Funnily enough, I actually have a probability and statistics for computer science final coming up next week and I have no idea how to figure out this probability. Given that she studied $n$ of $60$ terms, what is the probability that she will know (a) $0$, (b) $1$, (c) $2$, (d) $3$ of the $10$ terms that appear on the exam?
Solution 1:
This is no more than a generalization of Ross Millikan's answer. What you/she needs in called hypergeometric probability. There are $n$ total unique items (questions in your case), of then $m<n$ are sampled without replacement (i.e. they are not returned to the set). There are $x<m<n$ special items in this sample (in your case $0 \leq x \leq 3$. We use some special mesh size $r$ to select $r$ items out of $m$. We want to know the probability to have $x$ special items in this mesh.

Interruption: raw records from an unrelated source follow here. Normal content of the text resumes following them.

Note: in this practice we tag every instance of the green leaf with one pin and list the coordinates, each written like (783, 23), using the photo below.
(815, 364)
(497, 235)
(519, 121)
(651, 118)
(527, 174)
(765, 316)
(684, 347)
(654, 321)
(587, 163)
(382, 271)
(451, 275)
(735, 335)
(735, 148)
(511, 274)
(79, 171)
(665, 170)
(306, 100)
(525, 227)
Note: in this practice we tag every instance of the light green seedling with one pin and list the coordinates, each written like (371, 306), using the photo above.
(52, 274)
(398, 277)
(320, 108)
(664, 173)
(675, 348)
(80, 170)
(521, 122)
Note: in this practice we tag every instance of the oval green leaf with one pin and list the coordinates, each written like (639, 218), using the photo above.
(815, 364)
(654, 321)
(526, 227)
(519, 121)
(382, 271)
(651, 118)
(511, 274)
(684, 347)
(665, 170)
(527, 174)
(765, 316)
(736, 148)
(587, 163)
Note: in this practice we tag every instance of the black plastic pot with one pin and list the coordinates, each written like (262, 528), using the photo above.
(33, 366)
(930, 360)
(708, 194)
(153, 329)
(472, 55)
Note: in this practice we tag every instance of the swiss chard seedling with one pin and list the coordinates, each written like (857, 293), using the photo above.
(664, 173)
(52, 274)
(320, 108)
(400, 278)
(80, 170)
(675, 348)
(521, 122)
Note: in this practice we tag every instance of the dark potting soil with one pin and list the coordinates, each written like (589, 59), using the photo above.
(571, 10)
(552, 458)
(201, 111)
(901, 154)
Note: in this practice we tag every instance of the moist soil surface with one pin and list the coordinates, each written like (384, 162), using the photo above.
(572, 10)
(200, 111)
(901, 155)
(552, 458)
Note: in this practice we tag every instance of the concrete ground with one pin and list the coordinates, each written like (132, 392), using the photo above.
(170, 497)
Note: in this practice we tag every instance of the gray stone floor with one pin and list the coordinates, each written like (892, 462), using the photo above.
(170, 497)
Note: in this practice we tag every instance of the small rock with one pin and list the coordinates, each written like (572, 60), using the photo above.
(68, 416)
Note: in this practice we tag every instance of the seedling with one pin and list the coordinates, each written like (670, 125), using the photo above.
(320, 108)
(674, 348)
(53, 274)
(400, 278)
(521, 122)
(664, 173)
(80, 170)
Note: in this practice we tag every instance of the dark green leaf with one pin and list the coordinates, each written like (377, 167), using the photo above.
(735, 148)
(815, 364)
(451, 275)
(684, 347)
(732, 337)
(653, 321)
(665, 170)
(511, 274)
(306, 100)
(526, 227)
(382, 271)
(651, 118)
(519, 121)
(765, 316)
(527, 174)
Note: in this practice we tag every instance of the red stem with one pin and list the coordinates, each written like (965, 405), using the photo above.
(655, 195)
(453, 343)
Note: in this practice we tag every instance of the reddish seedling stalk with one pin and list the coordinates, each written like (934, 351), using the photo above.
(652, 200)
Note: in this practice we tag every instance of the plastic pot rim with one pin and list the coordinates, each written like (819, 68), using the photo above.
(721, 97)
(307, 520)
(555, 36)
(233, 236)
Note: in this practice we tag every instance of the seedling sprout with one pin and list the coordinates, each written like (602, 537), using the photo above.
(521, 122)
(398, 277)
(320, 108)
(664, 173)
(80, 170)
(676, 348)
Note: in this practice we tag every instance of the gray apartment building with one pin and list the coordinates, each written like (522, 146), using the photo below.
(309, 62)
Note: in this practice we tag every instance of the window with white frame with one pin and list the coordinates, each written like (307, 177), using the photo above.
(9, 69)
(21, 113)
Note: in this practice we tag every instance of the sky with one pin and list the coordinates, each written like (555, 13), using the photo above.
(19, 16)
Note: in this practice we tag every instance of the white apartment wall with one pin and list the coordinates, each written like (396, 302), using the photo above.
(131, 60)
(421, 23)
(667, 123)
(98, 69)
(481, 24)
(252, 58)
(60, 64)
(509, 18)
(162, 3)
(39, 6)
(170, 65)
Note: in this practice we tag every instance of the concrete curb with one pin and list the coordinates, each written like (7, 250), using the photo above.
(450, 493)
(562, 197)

Clearly there are $\binom{n}{m}$ ways to select $m$ items out of $n$. Since we want $x$ special items in the mesh (And the rest does not matter), there are $\binom{r}{x} \binom{n-r}{m-x}$ ways of doing so. Hence, the probability to catch $x$ special items is $$ P(X=x)=\frac{\binom{r}{x} \binom{n-r}{m-x}}{\binom{n}{m}} $$
Solution 2:
The chance that she will know none of them is the chance that none of the $10$ on the test matches one she studied. The test makers have to pick $10$ times without hitting. So it is $\dfrac {(60-n)(59-n)\ldots(51-n)}{60\cdot 59 \ldots 51}=\dfrac {(60-n)!50!}{60!(50-n)!}$
The chance she will know all three is picking $3$ of the $n$ she studied and $7$ of the others, so $\dfrac {{n \choose 3}{60-n \choose 7}}{{60 \choose 10}}$ You can probably see how to do $1$ and $2$.